By Andrea Beattie and Cathy Anderson
Before the global recession and an influx of cheap-deal airlines you’d have to live on two-minute noodles for six months and sell your prized collection of ’60s vinyls to afford a decent holiday to Japan.
But now the Land of the Rising Sun is just as affordable as other Asian hot spots such as Thailand and Vietnam.
A whirlwind 10-day break can cost as little as $2000, in which time you can surf the crowds under the neon lights of Tokyo, stumble over centuries-old temples every five metres in Kyoto, weep at the atrocities of nuclear war in Hiroshima and soak your travel-weary bones in the natural hot springs of the Japanese Alps.
Stay longer and you could visit the snowfields of Hokkaido or dive with manta rays in the southern islands.
All seasons are great for travelling, but if you want photos under the cherry blossoms, plan for spring.
BIT OF A SQUEEZE
Japan has a network of budget accommodation, but even three- and four-star hotels in major cities can be as little as $100 with buffet breakfast.

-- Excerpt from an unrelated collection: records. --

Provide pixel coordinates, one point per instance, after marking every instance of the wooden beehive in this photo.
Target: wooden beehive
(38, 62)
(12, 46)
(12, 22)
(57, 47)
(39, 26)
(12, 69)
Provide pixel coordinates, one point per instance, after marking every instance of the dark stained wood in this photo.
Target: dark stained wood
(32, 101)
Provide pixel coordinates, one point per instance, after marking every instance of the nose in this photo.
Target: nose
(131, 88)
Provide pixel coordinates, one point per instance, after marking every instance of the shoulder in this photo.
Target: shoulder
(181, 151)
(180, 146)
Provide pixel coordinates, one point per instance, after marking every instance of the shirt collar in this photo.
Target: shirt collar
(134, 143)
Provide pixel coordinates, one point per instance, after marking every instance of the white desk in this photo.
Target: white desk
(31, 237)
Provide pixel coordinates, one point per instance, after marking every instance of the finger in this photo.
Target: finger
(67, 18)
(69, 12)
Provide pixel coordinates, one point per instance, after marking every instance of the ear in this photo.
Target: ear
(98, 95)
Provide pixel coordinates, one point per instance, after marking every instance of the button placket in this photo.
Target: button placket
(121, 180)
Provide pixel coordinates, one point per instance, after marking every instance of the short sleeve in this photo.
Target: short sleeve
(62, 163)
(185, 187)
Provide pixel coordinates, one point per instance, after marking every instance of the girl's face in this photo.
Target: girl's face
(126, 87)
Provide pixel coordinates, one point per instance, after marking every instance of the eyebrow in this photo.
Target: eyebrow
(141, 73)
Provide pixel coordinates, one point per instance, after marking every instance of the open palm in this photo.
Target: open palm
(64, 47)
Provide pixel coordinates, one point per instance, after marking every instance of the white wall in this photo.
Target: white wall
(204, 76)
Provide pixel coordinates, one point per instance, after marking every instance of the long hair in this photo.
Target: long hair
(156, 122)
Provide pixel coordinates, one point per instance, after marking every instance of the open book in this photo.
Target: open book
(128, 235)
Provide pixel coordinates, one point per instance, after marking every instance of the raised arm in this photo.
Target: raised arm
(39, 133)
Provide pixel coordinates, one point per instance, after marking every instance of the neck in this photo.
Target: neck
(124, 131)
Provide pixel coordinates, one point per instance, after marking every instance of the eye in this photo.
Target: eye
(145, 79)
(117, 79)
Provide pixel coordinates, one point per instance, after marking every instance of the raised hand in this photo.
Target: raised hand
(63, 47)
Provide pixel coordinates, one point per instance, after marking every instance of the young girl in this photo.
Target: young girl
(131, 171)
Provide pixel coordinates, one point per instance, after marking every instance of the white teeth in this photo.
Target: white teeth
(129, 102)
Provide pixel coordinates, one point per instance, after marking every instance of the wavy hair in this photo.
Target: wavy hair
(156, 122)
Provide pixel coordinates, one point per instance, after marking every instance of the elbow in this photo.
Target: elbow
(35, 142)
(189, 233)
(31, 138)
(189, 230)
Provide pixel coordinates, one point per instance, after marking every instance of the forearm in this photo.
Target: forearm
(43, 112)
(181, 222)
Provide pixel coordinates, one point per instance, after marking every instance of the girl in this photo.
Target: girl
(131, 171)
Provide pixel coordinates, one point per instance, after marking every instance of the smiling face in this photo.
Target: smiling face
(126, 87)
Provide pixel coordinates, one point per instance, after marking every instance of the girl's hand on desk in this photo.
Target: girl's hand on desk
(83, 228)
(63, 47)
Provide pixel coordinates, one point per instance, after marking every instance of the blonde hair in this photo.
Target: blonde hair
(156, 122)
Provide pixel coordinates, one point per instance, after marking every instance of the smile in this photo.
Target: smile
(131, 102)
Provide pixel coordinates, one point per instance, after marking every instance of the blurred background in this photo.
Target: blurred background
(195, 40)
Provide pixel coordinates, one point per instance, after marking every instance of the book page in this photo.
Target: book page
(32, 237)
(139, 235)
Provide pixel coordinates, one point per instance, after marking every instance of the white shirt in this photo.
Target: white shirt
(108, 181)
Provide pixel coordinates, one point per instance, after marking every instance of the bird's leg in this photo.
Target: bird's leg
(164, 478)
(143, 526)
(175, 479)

Sure, you may feel like Gulliver (the rooms are tiny), but Japan is a small country with a population of 127 million – that’s 336 people per square kilometre compared with Australia’s 2.9 – so space is a luxury.

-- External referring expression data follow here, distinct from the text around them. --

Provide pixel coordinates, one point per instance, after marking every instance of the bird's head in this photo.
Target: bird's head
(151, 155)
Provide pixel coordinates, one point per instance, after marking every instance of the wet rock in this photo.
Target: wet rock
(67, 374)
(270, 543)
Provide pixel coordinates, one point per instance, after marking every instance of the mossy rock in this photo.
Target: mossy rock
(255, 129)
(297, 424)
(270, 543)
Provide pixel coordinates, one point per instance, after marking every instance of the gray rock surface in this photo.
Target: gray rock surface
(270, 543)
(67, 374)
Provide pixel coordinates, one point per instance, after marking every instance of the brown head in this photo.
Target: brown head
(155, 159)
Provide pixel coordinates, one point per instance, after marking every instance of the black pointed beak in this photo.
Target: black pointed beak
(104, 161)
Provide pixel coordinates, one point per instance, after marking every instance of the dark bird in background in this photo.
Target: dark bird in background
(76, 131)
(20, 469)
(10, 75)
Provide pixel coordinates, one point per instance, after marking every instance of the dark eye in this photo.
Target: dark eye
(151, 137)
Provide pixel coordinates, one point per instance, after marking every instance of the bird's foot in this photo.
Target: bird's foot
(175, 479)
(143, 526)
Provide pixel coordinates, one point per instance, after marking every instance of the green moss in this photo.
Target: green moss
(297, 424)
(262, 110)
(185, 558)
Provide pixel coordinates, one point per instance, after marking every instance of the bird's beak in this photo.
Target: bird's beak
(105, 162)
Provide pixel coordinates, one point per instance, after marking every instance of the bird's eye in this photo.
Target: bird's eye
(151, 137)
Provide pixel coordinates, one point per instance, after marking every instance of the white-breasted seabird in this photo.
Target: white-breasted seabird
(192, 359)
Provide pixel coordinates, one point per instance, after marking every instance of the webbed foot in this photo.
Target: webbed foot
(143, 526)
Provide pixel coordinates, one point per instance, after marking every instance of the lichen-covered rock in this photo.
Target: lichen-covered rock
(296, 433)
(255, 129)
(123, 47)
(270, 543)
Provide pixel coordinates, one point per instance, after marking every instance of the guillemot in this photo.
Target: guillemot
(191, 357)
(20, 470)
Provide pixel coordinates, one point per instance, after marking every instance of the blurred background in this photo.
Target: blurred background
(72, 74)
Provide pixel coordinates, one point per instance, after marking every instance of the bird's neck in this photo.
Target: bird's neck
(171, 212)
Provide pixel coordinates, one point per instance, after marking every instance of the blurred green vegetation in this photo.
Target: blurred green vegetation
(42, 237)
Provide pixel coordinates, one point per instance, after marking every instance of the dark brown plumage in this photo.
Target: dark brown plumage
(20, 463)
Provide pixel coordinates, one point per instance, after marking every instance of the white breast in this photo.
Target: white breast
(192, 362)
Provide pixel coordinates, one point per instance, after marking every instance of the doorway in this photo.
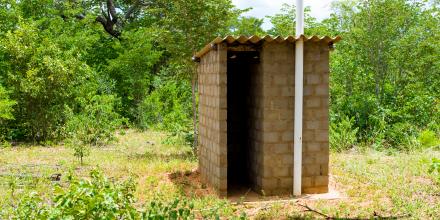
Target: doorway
(241, 66)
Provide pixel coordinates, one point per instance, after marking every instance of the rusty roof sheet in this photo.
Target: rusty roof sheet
(255, 40)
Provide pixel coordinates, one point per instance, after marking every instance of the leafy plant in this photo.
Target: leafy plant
(96, 197)
(428, 138)
(343, 134)
(176, 210)
(435, 167)
(95, 123)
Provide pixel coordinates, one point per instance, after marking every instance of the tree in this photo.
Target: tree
(284, 22)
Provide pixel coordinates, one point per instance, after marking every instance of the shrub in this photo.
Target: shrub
(435, 167)
(342, 134)
(428, 138)
(5, 111)
(95, 122)
(400, 135)
(169, 108)
(95, 198)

Japan’s quick-stay business hotels offer good basic rooms. But if sleeping on the floor is more your thing, try a ryokan – a traditional Japanese-style inn.
Older ryokans are wooden buildings with plenty of history (and a higher rate). Modern ryokan hotels offer Japanese-style rooms without charm, but also without creaking floorboards.
Both usually serve dinner in the rooms; your low, chairless table is moved to the corner when the futons come out of the cupboard.
VEND YOUR SPLEEN
Eating out doesn’t have to be a five-star experience. Even Japan’s multi-level train stations offer fine restaurant dining as well as burger joints and noodle bars. Convenience stores stock a massive range of ready-made meals and snacks.
And there’s always the road-side stands with vendors preparing an array of tasty treats, such as squid balls, which are a lot nicer than they sound.
If all else fails, head to your nearest vending machine – in major cities, some noodle chains have a machine out the front where you order and pay for your meal, take the voucher it spits out and head inside to wait a few minutes while your meal is prepared.
You can either take it away or eat in the busy restaurant amid the high turnover of satisfied customers.
FAST AS A SPEEDING BULLET
Japan’s rail system is arguably the best in the world. Whether it be the Shinkansen (bullet trains), the slower Japan Rail lines or the Tokyo metro, efficiency is of the highest order. The old ‘‘my train was late so I’m late for work’’ excuse doesn’t wash here.
Shinkansen lines between major cities is a speedy, dream run.
These high-speed bullets can travel at up to 300km/h, meaning you can travel from Hiroshima to Tokyo in less than four hours (a distance of 821km).
An army of cleaners ensure the trains are spotless, and a trolley lady delivers drinks and snacks for sale.
If you’re in Japan for longer than a week, get a rail pass. These are for tourists only and must be purchased outside the country.
A seven-day Japan Rail Pass will set you back $345 and a 21-day pass about $700, but it’s well worth it convenience-wise and it’s cheaper than buying individual tickets if you’re travelling around.
With the pass, you can reserve a seat free any time in the lead-up to your trip, meaning you don’t have to stand up in a general car for hours if the train is packed.
Passes for specific regions are also available for slightly less, but the full rail pass gives you access to most JR Shinkansen lines as well as buses and some ferries all year round.